Berikut adalah analisis kritis berbasis
Terjadi dugaan tindak pidana korupsi dan penyimpangan anggaran dalam pos Belanja Jasa Konsultansi Konstruksi Tahun Anggaran 2024. Modusnya beragam, mulai dari pembayaran personel fiktif, penggunaan nama tenaga ahli tanpa orangnya (pinjam nama), hingga pembayaran ganda pada orang yang sama di proyek berbeda dalam waktu bersamaan. Ini bukan sekadar kesalahan administrasi, melainkan indikasi kuat upaya memperkaya diri sendiri atau korporasi.
Pusaran kasus ini menyeret sejumlah elit birokrasi di Kabupaten Banyuasin, di antaranya:
Kepala Dinas PUPR, Perkimtan, Pendidikan (Disdikbud), Perhubungan, Kesehatan, dan Direktur RSUD Banyuasin.
Pejabat Pembuat Komitmen (PPK) dan PPTK yang dinilai “tutup mata” atau tidak cermat dalam verifikasi.
Perusahaan penyedia jasa (konsultan) yang diduga ikut menikmati aliran dana ilegal tersebut.
Penyimpangan ini terjadi secara sistemis di setidaknya enam SKPD kunci di lingkungan Pemerintah Kabupaten Banyuasin, Sumatera Selatan.
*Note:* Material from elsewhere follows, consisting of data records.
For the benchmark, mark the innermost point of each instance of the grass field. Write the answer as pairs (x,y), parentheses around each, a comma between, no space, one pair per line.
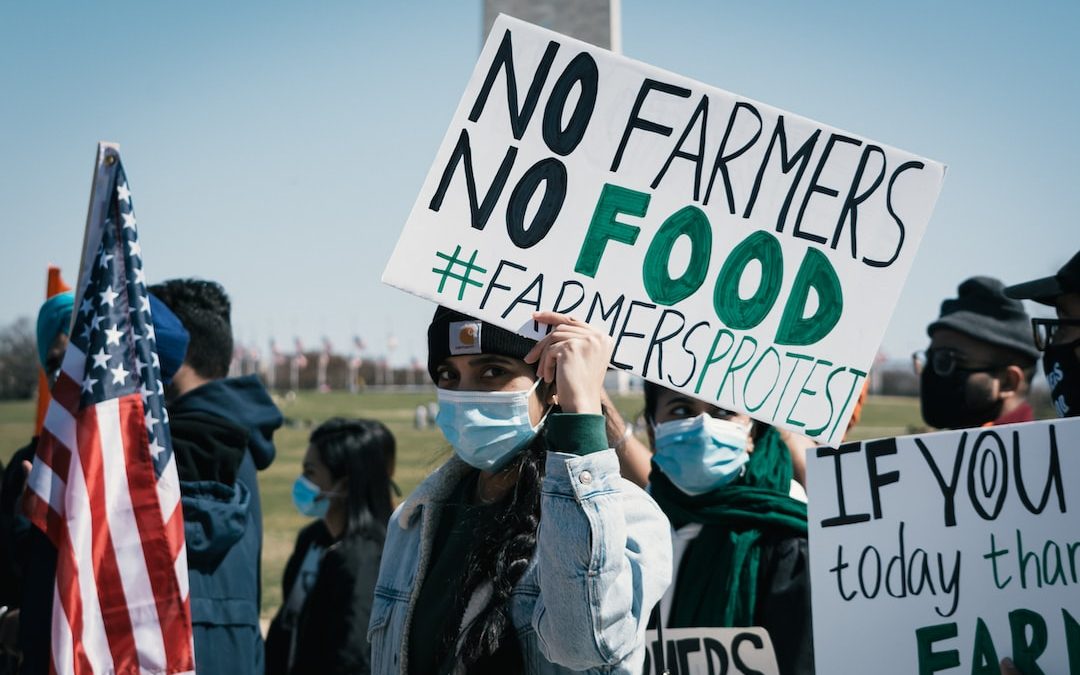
(418,453)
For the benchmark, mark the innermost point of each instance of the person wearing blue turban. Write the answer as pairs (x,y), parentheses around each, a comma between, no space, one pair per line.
(54,322)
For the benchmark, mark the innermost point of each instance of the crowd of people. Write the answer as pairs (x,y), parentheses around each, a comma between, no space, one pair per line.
(552,537)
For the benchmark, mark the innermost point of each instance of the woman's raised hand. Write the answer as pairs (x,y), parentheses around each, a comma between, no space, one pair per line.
(574,355)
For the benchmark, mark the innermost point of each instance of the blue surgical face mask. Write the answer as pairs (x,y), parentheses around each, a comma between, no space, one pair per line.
(487,429)
(309,498)
(701,454)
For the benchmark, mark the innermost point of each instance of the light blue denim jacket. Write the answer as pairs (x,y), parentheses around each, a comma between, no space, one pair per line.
(603,561)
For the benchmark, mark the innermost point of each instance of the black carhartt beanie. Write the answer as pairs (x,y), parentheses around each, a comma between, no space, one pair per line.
(454,334)
(982,311)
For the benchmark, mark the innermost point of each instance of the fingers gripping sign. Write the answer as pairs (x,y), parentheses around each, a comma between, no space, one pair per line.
(575,356)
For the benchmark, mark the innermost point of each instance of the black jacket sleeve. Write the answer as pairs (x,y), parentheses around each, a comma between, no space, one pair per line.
(783,606)
(333,631)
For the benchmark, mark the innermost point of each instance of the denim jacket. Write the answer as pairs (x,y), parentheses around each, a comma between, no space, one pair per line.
(602,562)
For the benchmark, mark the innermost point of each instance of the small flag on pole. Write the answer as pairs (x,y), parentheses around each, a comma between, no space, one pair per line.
(104,485)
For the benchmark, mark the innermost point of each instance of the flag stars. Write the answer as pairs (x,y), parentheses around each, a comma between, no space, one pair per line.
(100,359)
(119,375)
(112,336)
(109,296)
(88,385)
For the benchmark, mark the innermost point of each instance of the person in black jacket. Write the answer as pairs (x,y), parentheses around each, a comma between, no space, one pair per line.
(329,579)
(223,434)
(740,524)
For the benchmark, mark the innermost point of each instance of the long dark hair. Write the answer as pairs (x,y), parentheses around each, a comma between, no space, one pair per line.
(502,550)
(361,449)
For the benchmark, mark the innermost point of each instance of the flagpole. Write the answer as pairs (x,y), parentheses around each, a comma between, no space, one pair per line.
(99,193)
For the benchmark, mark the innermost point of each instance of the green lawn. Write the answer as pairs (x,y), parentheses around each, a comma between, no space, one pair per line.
(418,453)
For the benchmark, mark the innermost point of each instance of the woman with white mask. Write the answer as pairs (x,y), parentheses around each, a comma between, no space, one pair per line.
(526,552)
(739,524)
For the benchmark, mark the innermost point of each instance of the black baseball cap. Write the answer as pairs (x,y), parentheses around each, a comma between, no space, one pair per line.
(982,311)
(454,334)
(1047,289)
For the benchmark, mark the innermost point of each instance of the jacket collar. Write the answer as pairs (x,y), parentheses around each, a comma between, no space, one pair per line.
(435,488)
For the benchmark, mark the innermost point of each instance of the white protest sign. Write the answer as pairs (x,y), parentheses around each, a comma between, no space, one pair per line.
(711,651)
(947,552)
(734,252)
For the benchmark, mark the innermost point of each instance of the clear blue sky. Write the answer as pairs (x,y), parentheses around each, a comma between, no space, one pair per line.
(278,147)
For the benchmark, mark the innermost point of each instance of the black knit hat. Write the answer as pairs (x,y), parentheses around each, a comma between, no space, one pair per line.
(454,334)
(982,311)
(1047,289)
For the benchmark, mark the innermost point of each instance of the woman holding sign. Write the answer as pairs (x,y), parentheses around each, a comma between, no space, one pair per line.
(526,552)
(739,520)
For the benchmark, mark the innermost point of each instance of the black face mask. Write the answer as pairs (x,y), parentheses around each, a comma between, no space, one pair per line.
(1062,366)
(946,401)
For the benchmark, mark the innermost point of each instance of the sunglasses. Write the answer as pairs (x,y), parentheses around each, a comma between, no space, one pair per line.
(945,362)
(1045,328)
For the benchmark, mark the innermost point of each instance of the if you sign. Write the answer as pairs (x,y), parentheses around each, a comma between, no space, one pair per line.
(947,552)
(734,252)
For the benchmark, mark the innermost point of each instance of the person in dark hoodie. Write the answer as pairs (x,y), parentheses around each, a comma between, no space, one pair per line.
(221,431)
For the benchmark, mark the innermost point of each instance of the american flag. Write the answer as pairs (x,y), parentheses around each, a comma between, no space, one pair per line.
(104,485)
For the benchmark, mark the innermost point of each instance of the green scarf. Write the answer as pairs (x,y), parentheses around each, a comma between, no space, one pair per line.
(716,584)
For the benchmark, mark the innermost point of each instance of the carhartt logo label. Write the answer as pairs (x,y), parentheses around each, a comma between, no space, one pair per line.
(464,337)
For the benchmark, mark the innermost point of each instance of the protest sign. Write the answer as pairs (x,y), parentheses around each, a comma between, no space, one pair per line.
(711,651)
(947,552)
(734,252)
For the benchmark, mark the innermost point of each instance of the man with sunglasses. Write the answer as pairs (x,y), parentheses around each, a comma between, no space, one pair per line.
(981,360)
(1058,338)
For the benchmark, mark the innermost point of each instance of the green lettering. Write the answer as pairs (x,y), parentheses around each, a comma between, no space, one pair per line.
(692,223)
(1071,639)
(984,657)
(931,661)
(1026,652)
(815,272)
(734,311)
(603,227)
(713,358)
Hal ini menunjukkan bahwa pengawasan internal di tingkat kabupaten berada dalam titik nadir.
Praktik lancung ini terjadi selama masa pelaksanaan anggaran tahun 2024. Meskipun sebagian kecil dana telah dikembalikan pada Mei 2025, sisa kerugian negara sebesar Rp528.592.000,00 masih menguap dan belum tuntas dikembalikan hingga awal tahun 2026.
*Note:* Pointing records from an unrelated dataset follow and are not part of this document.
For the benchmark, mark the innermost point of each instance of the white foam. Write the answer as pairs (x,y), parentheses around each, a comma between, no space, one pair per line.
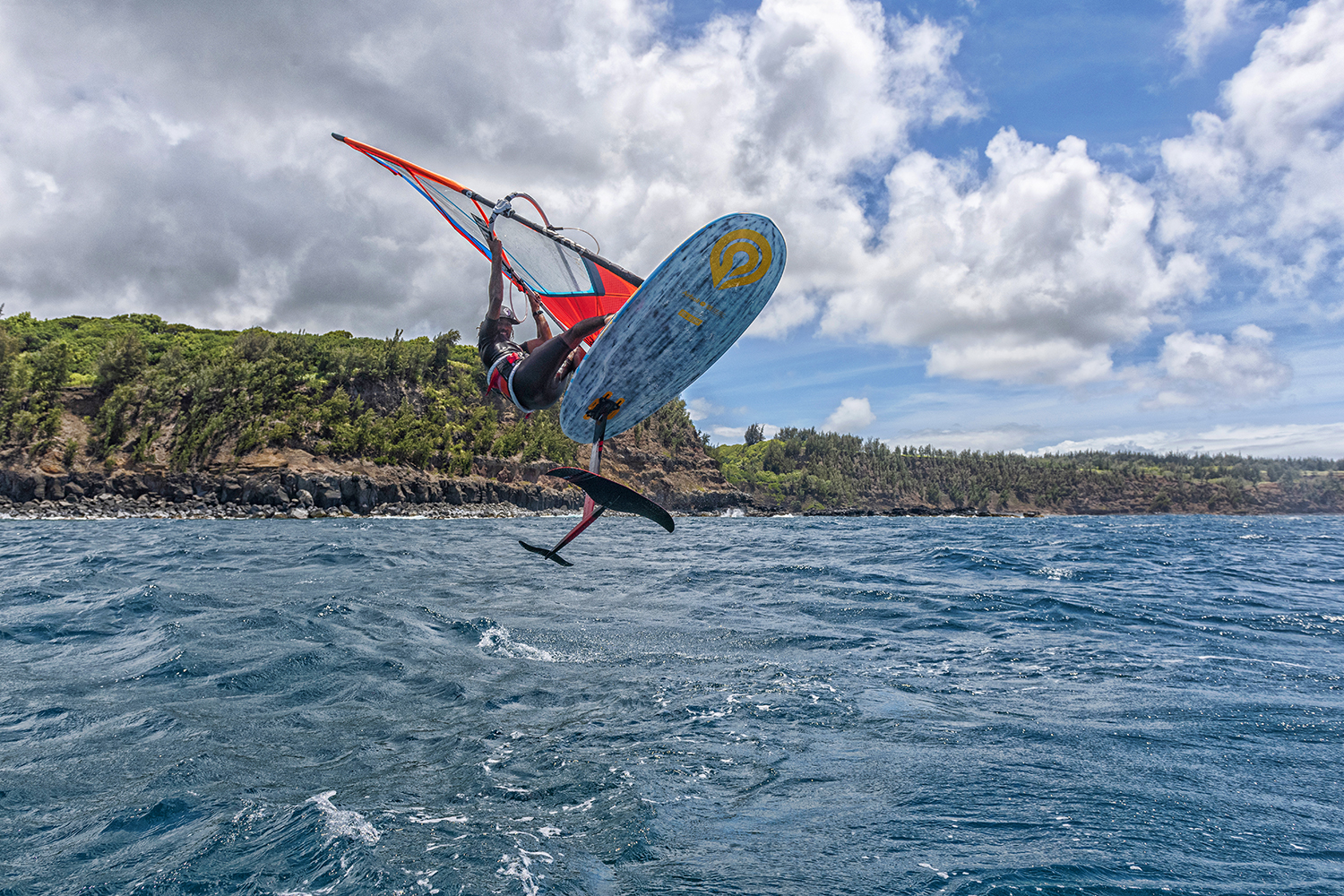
(343,823)
(521,869)
(496,642)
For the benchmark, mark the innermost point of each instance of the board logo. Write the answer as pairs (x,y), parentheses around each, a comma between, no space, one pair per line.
(723,258)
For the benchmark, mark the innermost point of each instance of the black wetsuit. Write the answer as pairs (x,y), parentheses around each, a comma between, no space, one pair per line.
(534,382)
(491,344)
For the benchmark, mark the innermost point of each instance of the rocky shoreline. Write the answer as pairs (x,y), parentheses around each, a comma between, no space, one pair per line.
(297,485)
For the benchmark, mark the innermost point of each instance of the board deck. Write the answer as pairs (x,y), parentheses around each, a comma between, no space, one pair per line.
(688,312)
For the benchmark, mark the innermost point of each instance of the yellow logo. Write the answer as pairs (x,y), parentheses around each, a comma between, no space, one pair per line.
(723,258)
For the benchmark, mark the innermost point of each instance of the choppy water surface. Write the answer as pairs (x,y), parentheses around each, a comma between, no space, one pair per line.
(827,705)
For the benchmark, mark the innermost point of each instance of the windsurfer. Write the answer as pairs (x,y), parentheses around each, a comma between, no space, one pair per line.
(531,374)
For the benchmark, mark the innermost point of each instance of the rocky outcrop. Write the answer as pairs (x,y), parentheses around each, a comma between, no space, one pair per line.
(282,482)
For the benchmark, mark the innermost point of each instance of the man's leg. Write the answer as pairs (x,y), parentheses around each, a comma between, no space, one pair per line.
(537,382)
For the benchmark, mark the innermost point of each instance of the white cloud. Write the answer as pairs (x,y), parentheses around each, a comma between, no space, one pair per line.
(1289,440)
(196,177)
(1209,368)
(179,164)
(1031,274)
(1260,185)
(1206,22)
(852,416)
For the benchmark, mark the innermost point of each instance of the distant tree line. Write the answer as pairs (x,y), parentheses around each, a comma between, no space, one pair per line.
(804,469)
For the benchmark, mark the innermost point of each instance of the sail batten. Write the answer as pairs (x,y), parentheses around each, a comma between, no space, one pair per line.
(570,280)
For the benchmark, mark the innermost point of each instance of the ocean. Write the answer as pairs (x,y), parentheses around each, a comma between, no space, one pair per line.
(746,705)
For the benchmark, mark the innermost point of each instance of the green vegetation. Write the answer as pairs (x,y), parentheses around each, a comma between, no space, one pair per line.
(134,389)
(168,392)
(809,470)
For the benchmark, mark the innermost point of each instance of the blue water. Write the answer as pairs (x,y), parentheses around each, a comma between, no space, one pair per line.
(812,705)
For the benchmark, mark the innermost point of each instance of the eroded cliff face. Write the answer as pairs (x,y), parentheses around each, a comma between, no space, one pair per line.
(682,479)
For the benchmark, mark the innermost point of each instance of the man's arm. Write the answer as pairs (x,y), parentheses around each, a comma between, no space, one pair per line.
(496,280)
(543,327)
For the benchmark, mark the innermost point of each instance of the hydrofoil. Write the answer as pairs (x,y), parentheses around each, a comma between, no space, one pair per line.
(690,311)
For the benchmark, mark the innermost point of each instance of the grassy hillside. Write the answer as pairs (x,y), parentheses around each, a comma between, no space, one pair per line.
(148,392)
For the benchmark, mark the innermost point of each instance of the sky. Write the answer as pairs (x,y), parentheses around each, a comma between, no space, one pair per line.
(1012,225)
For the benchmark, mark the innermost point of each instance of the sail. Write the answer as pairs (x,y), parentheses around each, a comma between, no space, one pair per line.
(572,281)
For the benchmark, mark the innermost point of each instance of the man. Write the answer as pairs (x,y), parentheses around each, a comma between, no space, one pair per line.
(531,375)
Kasus ini menjadi kritis karena mencerminkan lemahnya integritas pejabat publik. Penggunaan tenaga ahli “siluman” dan manipulasi curriculum vitae adalah bentuk penipuan intelektual yang mencederai kualitas pembangunan infrastruktur di Banyuasin. Uang rakyat yang seharusnya digunakan untuk fasilitas publik justru diduga menjadi “santapan” oknum pejabat.
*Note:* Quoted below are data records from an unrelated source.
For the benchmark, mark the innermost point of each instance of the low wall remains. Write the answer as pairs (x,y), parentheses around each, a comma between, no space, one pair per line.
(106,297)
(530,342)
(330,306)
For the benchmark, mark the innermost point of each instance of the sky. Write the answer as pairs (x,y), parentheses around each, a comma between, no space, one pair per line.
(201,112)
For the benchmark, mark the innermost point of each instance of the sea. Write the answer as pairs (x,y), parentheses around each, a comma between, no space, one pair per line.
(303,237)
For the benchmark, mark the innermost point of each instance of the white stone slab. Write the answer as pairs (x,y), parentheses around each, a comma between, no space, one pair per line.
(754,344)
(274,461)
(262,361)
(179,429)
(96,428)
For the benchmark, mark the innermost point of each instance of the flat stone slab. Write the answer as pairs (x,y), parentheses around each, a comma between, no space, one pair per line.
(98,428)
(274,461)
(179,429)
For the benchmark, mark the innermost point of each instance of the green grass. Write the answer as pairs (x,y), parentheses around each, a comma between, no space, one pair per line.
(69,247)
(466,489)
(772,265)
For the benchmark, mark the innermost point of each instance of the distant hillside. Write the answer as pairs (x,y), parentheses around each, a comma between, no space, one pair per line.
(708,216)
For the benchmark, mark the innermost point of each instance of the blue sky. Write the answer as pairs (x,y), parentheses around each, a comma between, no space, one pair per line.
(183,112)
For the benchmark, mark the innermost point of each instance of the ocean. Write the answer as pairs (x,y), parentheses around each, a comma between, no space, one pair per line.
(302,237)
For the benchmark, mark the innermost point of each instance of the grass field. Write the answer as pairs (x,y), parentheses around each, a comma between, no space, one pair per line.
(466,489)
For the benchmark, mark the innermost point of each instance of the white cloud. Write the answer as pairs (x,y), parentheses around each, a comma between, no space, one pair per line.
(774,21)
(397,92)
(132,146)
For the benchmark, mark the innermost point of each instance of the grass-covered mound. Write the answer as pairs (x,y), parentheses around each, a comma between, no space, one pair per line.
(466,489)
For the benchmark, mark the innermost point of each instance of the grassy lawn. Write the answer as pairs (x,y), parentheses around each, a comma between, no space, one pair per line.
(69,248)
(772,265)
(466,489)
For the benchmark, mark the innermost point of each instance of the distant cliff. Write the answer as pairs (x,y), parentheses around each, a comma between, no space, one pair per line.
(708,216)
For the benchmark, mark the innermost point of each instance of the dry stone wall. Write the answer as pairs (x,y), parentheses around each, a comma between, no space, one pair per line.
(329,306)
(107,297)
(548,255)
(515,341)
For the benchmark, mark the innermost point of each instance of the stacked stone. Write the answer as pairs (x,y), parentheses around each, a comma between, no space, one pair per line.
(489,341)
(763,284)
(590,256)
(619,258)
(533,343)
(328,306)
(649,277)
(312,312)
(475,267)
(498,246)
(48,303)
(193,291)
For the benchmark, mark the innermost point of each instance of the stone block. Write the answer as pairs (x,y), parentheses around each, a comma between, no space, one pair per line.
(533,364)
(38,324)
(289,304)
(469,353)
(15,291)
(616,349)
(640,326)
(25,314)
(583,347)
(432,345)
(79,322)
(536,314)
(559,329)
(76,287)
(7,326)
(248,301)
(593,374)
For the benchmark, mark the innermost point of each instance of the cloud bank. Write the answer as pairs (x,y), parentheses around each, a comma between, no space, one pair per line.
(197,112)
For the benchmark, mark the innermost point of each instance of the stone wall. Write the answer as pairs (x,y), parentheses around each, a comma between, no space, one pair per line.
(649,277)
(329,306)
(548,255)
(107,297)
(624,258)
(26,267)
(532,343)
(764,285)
Hingga saat ini, proses hukum dinilai masih jalan di tempat. Ali Sopyan, tokoh pers dan aktivis IWO Indonesia, secara lantang mendesak Tipikor Kejaksaan Tinggi (Kajati) Sumsel untuk segera melakukan pemanggilan paksa dan pemeriksaan intensif terhadap para Kepala Dinas terkait. Tidak cukup hanya dengan pengembalian uang (administratif), unsur pidana dalam pemalsuan data dan niat jahat (mens rea) harus diusut tuntas agar ada efek jera.
“Negara tidak boleh kalah oleh gerombolan penikmat uang rakyat. Jika BPK sudah menemukan bukti kelebihan bayar dan manipulasi personel, maka pintu masuk bagi Jaksa sudah terbuka lebar.